Certains des effets des étirements sont surtout dans la tête.

Il y a un débat récurrent sur le fait de savoir si les étirements avant et/ou après avoir couru sont utiles. Mais on se pose moins de questions à propos de ce que produisent vraiment les étirements, ce qui change au niveau musculaire, neuromusculaire et biomécanique quand nous nous étirons. Une récente étude publiée dans le Journal of Applied Physiology [1], réalisée par une équipe internationale de chercheurs d’Australie, des États-Unis, du Royaume-Uni et du Danemark, a analysé de façon très détaillée les modifications consécutives à un programme d’étirements statiques de trois semaines des mollets réalisés deux fois par jour.

Leur étude est assez compliquée. Ils ont essayé de mesurer le plus de paramètres auxquels ils ont pensé, et pas seulement l’éventail des changements en ce qui concerne les mouvements, mais aussi comment les propriétés des tendons étaient modifiées, comment l’activité électrique dans les muscles changeait dans des angles différents, comment la communication des muscles en direction de la moelle épinière et du cerveau était affectée, etc. Plusieurs messages clés en sont ressortis.

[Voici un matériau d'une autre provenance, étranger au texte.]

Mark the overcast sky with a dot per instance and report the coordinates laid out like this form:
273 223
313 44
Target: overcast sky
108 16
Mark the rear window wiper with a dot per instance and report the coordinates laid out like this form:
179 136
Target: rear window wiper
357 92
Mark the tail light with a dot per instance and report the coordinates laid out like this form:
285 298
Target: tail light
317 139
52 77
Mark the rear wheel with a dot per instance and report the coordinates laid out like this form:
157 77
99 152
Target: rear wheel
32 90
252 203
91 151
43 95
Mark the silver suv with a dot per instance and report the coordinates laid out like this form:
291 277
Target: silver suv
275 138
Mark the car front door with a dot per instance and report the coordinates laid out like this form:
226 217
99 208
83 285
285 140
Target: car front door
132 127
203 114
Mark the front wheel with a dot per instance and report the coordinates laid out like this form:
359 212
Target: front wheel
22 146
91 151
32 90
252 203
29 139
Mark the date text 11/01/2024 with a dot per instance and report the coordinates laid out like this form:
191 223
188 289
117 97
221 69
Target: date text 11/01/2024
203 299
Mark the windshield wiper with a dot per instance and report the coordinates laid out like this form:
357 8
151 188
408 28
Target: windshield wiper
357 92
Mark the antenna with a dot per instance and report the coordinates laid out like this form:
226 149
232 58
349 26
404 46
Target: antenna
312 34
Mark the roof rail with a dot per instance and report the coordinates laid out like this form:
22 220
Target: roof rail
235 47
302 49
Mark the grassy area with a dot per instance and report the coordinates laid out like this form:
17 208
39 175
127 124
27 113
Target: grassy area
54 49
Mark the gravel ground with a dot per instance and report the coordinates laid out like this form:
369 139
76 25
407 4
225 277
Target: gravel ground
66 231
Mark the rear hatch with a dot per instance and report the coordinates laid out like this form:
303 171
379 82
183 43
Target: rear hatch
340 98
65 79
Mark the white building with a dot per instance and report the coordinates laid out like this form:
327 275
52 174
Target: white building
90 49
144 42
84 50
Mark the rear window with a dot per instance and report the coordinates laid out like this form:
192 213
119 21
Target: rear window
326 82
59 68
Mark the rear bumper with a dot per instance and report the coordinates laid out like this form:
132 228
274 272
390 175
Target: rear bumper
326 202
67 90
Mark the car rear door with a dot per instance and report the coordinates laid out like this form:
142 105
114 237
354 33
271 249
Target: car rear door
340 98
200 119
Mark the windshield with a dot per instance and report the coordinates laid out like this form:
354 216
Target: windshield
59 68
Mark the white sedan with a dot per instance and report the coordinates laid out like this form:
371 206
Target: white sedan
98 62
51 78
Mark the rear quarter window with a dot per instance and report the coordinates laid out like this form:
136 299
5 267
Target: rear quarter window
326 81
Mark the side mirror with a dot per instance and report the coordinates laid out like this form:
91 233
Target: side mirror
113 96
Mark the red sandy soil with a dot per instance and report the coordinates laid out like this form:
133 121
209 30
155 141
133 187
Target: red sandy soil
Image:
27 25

Premièrement, ils sont surtout tombés d’accord avec des recherches antérieures qui avaient montré que le fait d’augmenter l’amplitude de mouvement après un programme d’étirements prolongés est principalement le résultat d’une plus grande tolérance de la sensation d’étirement, plutôt que d’un assouplissement du bloc muscle-tendon. C’est-à-dire que vous arrivez mieux à tirer un peu plus loin quand vous êtes à l’extrême limite de votre amplitude de mouvement. Ci-dessous certaines données qui illustrent leur recherche :


Les graphiques du dessus montrent que les étirements (STR) augmentent l’amplitude de mouvement des mollets plus efficacement que les groupes de contrôle (CON) qui n’en faisaient pas du tout. Mais le graphique d’en bas apporte un certain éclairage sur la façon dont l’amplitude de mouvement augmente : cela montre fondamentalement la difficulté qu’a une machine à se pousser afin d’atteindre le niveau où les sujets disent : “ok, stop, c’est le maximum que les articulations puissent faire.”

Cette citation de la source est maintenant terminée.